Files are installed to System32 (64-bit) and SysWOW64 (32-bit). No user folder selection is needed. The installer supports silent mode for IT deployments: run with /S flag.

Frequently Asked Questions

DirectVobSub, also known as VSFilter, is a DirectShow subtitle filter for Windows. It automatically intercepts the video stream in any DirectShow-compatible media player and renders text and image-based subtitle files directly onto the video with no manual configuration required. It supports SRT, ASS/SSA, VobSub (.idx/.sub) and WebVTT formats.
Install DirectVobSub (VSFilter). Once registered, it hooks into the DirectShow playback pipeline and detects subtitle files with the same name as your video in the same folder. Subtitles load and display automatically with no additional steps needed in Windows Media Player, MPC-HC, PotPlayer or any other DirectShow player.
Yes. DirectVobSub installs two DLL files (VSFilter.dll and XySubFilter.dll) into your Windows System32 and SysWOW64 directories and registers them as COM filters. It contains no adware, spyware or bundled software. It can be fully removed via the uninstaller, which unregisters both DLLs and leaves no registry junk.
Yes.
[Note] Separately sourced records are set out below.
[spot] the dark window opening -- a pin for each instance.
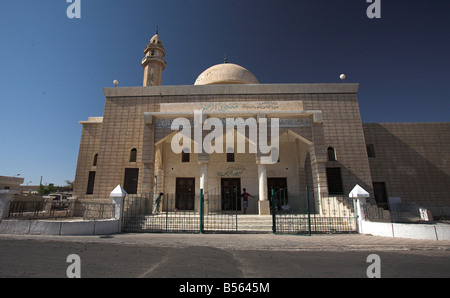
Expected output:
(130, 182)
(133, 154)
(331, 154)
(91, 181)
(230, 157)
(334, 180)
(370, 151)
(185, 156)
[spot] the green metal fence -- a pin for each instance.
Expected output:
(305, 213)
(292, 212)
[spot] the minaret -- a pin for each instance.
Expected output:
(153, 61)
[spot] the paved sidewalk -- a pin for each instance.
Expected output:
(266, 242)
This build (v3.2.0.810, pinterf fork) is tested and compatible with Windows 7 through Windows 11 on both 32-bit and 64-bit systems. The installer automatically places the correct DLL for your system architecture.
XySubFilter is an advanced subtitle renderer included alongside VSFilter. Unlike VSFilter which burns subtitles into the video on the CPU, XySubFilter passes subtitle data to madVR for GPU-accelerated compositing at display time, resulting in sharper subtitles especially at high resolutions. You only need it if you use madVR as your video renderer. If you do not use madVR, VSFilter handles everything automatically and XySubFilter is simply unused.
VSFilter (DirectVobSub) is a subtitle renderer that handles the display of external subtitle files. LAV Filters is a splitter and decoder suite that handles demuxing and decoding of video and audio streams, including embedded subtitle tracks inside MKV and MP4 containers. Both work together: LAV handles embedded subtitles inside the container, while VSFilter renders external .srt and .ass files alongside the video.
Check that the subtitle file has exactly the same name as your video file and is in the same folder (for example Movie.mkv and Movie.srt). VSFilter detects subtitles by filename match. Also confirm your media player is using the DirectShow playback engine. VLC uses its own internal subtitle renderer by default and does not use VSFilter.